The dtype and weight label can be specified. A list of nodes can also be provided to only pull out a subset of the NetworkX graph.

gb.io.to_networkx() goes the other direction. It always returns a DiGraph with weights labelled as “weight”.

Scipy.Sparse#

A python-graphblas Matrix can be created from a 2-D scipy.sparse array or matrix using gb.io.from_scipy_sparse().

gb.io.to_scipy_sparse() will output a 2-D scipy.sparse array given a python-graphblas Matrix. The scipy.sparse format can be specified. It defaults to “csr”.

Note about zero-weighted edges in scipy.sparse: scipy.sparse makes the assumption that missing values and zero-weighted edges can be treated identically. There are conversions within the scipy.sparse codebase that drop zero-weighted edges. The conversion from python-graphblas to scipy.sparse attempts to preserve zero-weighted edges, but the user should be aware of the potential for errors occurring when zero-weighted edges are handled by scipy.sparse.

PyData.Sparse#

A python-graphblas Matrix can be created from a 2-D (PyData) sparse array or matrix using gb.io.from_pydata_sparse().

gb.io.to_pydata_sparse() will output a 2-D (PyData) sparse array given a python-graphblas Matrix. The sparse format can be specified. It defaults to “coo”.

NumPy (Dense)#

While not useful for very large graphs, converting to and from small dense numpy arrays can be useful.

Vector.from_dense() converts a 1-D array into a Vector and Matrix.from_dense() a 2-D array into a Matrix. When converting from numpy, a value may be chosen to become a missing value, such as Matrix.from_dense(a, missing_value=0).

.to_dense() converts a Vector or Matrix into a numpy array. If there are missing values, a fill value should be given such as .to_dense(fill_value=0).

SuiteSparse Export/Import#

For the fastest possible access to the underlying data structures in python-graphblas, SuiteSparse extensions exist in the .ss namespace on Matrix and Vector collections.

ss.export() gives options to export in a specific format or to leave the underlying data structures as-is for the fastest access. This can be very useful when serializing a graph and sending it across the wire.

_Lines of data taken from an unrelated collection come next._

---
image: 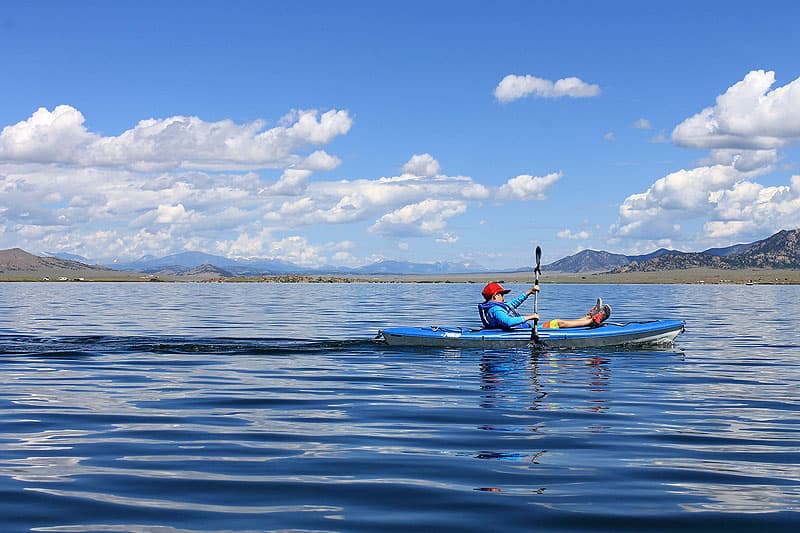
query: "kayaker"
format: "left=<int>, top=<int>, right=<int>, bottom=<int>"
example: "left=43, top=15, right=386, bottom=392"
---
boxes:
left=478, top=282, right=611, bottom=330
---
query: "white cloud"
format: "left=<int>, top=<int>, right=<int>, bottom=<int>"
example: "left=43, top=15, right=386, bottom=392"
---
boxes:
left=672, top=70, right=800, bottom=150
left=556, top=229, right=589, bottom=240
left=708, top=149, right=778, bottom=172
left=436, top=231, right=458, bottom=244
left=704, top=176, right=800, bottom=239
left=156, top=204, right=190, bottom=224
left=0, top=105, right=352, bottom=170
left=494, top=74, right=600, bottom=103
left=497, top=172, right=561, bottom=201
left=403, top=154, right=440, bottom=177
left=369, top=200, right=467, bottom=239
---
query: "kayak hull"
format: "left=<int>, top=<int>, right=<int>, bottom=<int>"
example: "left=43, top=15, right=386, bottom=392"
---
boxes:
left=378, top=320, right=686, bottom=349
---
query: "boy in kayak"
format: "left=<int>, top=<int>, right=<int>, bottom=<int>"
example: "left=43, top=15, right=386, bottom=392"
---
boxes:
left=478, top=282, right=611, bottom=330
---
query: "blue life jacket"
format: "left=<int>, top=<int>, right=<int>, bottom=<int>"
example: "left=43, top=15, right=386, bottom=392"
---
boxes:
left=478, top=302, right=527, bottom=331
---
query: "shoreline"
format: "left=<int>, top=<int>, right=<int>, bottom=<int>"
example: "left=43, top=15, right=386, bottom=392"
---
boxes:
left=0, top=268, right=800, bottom=285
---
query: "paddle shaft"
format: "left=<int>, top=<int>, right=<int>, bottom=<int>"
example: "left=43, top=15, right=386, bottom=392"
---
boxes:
left=531, top=246, right=542, bottom=344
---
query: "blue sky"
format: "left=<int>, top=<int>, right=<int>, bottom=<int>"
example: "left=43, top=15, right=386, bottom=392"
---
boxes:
left=0, top=1, right=800, bottom=268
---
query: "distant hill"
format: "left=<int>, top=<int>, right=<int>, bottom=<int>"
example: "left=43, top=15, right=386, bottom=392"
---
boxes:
left=0, top=248, right=115, bottom=279
left=613, top=229, right=800, bottom=273
left=0, top=230, right=800, bottom=279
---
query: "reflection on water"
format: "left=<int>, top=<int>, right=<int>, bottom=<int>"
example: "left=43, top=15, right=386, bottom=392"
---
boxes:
left=0, top=284, right=800, bottom=531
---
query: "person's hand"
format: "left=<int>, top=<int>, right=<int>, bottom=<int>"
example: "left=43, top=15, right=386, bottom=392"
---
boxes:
left=525, top=285, right=541, bottom=296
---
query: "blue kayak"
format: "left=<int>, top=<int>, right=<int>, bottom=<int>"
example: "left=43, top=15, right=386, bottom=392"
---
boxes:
left=378, top=320, right=686, bottom=348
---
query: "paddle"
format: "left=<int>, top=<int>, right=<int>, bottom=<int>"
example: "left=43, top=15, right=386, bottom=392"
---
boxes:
left=531, top=246, right=544, bottom=345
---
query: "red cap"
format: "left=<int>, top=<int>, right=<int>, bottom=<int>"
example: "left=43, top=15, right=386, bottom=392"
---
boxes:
left=481, top=282, right=511, bottom=301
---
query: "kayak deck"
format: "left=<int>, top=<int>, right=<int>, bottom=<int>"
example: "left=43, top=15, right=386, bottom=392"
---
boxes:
left=378, top=320, right=686, bottom=348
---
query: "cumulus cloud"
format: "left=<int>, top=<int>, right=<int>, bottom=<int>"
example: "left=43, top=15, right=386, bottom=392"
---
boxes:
left=612, top=165, right=742, bottom=239
left=0, top=111, right=500, bottom=265
left=497, top=172, right=561, bottom=201
left=704, top=176, right=800, bottom=239
left=494, top=74, right=600, bottom=103
left=403, top=154, right=440, bottom=177
left=556, top=229, right=589, bottom=240
left=672, top=70, right=800, bottom=150
left=611, top=70, right=800, bottom=249
left=0, top=105, right=352, bottom=170
left=369, top=200, right=467, bottom=239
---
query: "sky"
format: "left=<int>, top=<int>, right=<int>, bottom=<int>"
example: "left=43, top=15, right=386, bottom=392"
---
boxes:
left=0, top=0, right=800, bottom=268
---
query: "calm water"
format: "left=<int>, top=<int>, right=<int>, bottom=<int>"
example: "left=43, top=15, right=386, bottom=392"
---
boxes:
left=0, top=283, right=800, bottom=532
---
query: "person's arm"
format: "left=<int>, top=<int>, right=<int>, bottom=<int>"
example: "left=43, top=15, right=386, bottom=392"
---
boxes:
left=488, top=304, right=539, bottom=329
left=508, top=285, right=539, bottom=309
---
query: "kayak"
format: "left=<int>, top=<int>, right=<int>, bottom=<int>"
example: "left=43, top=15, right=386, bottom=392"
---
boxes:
left=378, top=320, right=686, bottom=348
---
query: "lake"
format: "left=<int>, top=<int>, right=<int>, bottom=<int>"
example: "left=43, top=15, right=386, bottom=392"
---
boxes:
left=0, top=276, right=800, bottom=532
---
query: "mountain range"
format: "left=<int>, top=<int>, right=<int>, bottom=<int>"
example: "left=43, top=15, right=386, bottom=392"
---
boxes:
left=0, top=229, right=800, bottom=278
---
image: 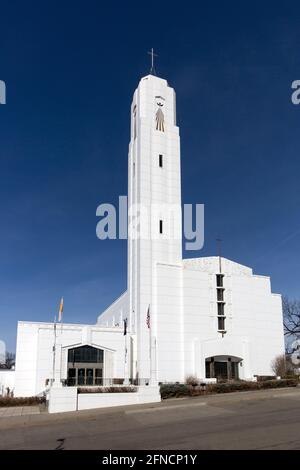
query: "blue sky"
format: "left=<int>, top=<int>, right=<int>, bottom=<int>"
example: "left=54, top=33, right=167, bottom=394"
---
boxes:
left=0, top=0, right=300, bottom=350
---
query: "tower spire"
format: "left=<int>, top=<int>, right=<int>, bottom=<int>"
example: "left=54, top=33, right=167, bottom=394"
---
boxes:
left=148, top=47, right=158, bottom=75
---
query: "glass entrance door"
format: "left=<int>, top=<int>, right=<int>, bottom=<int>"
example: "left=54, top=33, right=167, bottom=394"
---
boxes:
left=86, top=369, right=94, bottom=385
left=78, top=369, right=85, bottom=385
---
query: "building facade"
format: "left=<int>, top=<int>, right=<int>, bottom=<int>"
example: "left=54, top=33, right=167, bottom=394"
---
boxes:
left=15, top=75, right=284, bottom=396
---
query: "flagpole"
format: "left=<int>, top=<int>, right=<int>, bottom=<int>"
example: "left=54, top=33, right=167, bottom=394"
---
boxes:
left=52, top=315, right=56, bottom=386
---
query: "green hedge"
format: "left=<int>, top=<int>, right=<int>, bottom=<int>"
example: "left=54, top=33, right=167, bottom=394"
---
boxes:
left=160, top=379, right=299, bottom=399
left=0, top=397, right=45, bottom=408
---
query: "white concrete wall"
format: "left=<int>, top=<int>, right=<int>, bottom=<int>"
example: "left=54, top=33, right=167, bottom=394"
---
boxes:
left=48, top=387, right=77, bottom=413
left=48, top=386, right=161, bottom=413
left=15, top=322, right=125, bottom=396
left=0, top=369, right=15, bottom=396
left=184, top=257, right=284, bottom=378
left=97, top=291, right=129, bottom=327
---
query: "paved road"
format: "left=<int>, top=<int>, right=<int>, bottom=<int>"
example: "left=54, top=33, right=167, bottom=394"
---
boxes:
left=0, top=388, right=300, bottom=450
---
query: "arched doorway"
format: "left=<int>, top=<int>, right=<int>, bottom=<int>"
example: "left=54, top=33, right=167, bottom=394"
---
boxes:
left=205, top=356, right=242, bottom=380
left=67, top=345, right=104, bottom=386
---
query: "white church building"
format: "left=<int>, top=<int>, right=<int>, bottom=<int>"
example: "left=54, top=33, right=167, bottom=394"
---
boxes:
left=14, top=75, right=284, bottom=396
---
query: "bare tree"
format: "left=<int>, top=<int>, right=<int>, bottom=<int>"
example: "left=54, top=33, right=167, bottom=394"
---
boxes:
left=282, top=297, right=300, bottom=339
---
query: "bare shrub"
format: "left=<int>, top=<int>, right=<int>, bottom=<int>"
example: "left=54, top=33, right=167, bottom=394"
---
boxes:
left=185, top=375, right=199, bottom=387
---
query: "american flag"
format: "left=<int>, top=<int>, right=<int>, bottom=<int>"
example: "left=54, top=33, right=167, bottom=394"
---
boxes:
left=146, top=305, right=150, bottom=328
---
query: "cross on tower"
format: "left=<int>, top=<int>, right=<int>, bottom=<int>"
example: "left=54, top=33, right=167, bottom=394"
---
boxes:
left=216, top=238, right=222, bottom=273
left=148, top=47, right=158, bottom=75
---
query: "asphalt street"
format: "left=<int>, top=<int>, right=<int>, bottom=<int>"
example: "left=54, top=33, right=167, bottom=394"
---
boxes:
left=0, top=387, right=300, bottom=450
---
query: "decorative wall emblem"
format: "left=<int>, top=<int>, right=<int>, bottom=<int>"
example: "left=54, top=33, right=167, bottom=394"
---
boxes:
left=155, top=96, right=165, bottom=132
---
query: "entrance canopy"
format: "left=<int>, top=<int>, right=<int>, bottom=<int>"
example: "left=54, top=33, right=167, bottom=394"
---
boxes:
left=205, top=356, right=242, bottom=380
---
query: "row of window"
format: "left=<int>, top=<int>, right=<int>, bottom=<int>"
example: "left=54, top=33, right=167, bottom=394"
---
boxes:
left=216, top=274, right=226, bottom=333
left=133, top=153, right=164, bottom=177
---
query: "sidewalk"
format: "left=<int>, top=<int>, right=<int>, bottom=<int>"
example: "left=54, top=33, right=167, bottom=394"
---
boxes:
left=0, top=406, right=40, bottom=419
left=0, top=387, right=300, bottom=430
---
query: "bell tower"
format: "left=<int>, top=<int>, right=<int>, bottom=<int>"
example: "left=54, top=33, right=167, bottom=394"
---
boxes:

The result is a Python dict with numpy arrays and other metadata inside. See the API Reference for more details.

>>> A.ss.export('csr')
{'indptr': array([0, 2, 4, 6], dtype=uint64),
 'col_indices': array([0, 2, 1, 2, 0, 2], dtype=uint64),
 'sorted_cols': True,
 'nrows': 3,
 'ncols': 3,
 'is_iso': False,
 'format': 'csr',
 'values': array([10, 20, 30, 40, 50, 60])}

Importing requires choosing the collection and calling the <collection>.ss.import_* methods. A generic import_any() method will inspect the format and call the appropriate importer. Otherwise, the format-specific import method name may be directly called.

>>> d = A.ss.export('csr')
>>> d["values"][0] = -100  # modify the serialized data
>>> M = gb.Matrix.ss.import_csr(**d)

Note that A is unchanged in the above example.

The SuiteSparse export has a give_ownership option. This performs a zero-copy move operation and invalidates the original python-graphblas object. When extreme speed is needed or memory is too limited to make a copy, this option may be needed.

Matrix Market files#

The Matrix Market file format is a common file format for storing sparse arrays in human-readable ASCII. Matrix Market files–also called MM files–often use “.mtx” file extension. For example, many datasets in MM format can be found in the SuiteSparse Matrix Collection.

Use gb.io.mmread() to read a Matrix Market file to a python-graphblas Matrix, and gb.io.mmwrite() to write a Matrix to a Matrix Market file. These names match the equivalent functions in scipy.sparse.

scipy is required to be installed to read Matrix Market files. If fast_matrix_market is installed, it will be used by default for much better performance.